Para eles, a votação de mesmo peso transformaria o PSDB num partido de São Paulo e não daria chance aos rivais de Doria nas prévias.
Leite tem mais adesão entre os tucanos com mandato, enquanto São Paulo tem 25% dos 1,3 milhão de filiados do PSDB. Entre os filiados mobilizados, ou seja, aqueles que se cadastraram no app para votar, a vantagem de São Paulo saltou para 62%, o que tornaria a realização de prévias desnecessária se a regra fosse a de que cada voto conta igualmente.
Pela votação em grupos estabelecida pelo PSDB, São Paulo larga com um peso de 35%, o que não impossibilita, na prática, a vitória de Leite ou Virgílio. Entre apoiadores de Doria, porém, a eleição com pesos, assim como o uso de app da Faurgs, é vista como manobra a favor de Leite.
Doria e Virgílio já afirmaram considerar que o modelo ideal é de prévias é o de que filiados e políticos tenham o mesmo poder de votos.
De acordo com aliados de Doria, as desconfianças de que as prévias estariam desenhadas de modo a favorecer Leite se confirmaram quando o presidente e o coordenador da comissão de organização das prévias, senador José Aníbal (SP) e ex-deputado Marcus Pestana (MG), entregaram os cargos um dia antes da votação e anunciaram apoio a Leite.
Na ocasião, Pedroso, coordenador da campanha de Doria, afirmou que “as raposas estavam dentro do galinheiro”.
“Desde o início das prévias, a campanha de João Doria defendia que as eleições se dessem via urnas eletrônicas nos colégios eleitorais do PSDB em todo o Brasil. E também defendia igualdade no peso dos votos do filiado: ou seja, um filiado, um voto. Mas cedeu a todas as decisões da comissão das prévias, presidida pelo senador José Anibal e coordenada por Marcus Pestana, que optaram por votação por aplicativo e por atribuir pesos diferentes a cada grupo de filiado”, disse Pedroso à Folha por meio de nota.

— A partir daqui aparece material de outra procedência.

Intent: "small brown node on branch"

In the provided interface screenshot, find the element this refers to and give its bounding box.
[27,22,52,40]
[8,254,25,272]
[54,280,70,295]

Entre tucanos que compõem a executiva do partido, as desconfianças não fazem sentido. A votação por grupos, argumentam, foi aprovada pela executiva após ser proposta pela comissão, que também era composta por membros das campanhas de Doria e Leite.
Já a decisão a respeito das urnas partiu da direção do PSDB, assim como a contratação da Faurgs. A comissão de prévias não tinha poder deliberativo, mas tinha suas decisões em geral respaldadas pelo presidente do PSDB, Bruno Araújo.
Em resposta, Pestana afirmou à coluna Mônica Bergamo: “A certificação da minha idoneidade são 38 anos de vida pública”. Aníbal afirmou que o atacam “de forma injuriosa” depois de terem perdido na votação das regras das prévias e no que considera uma tentativa de fraude –a filiação extemporânea de 92 prefeitos e vices que acabaram excluídos da votação.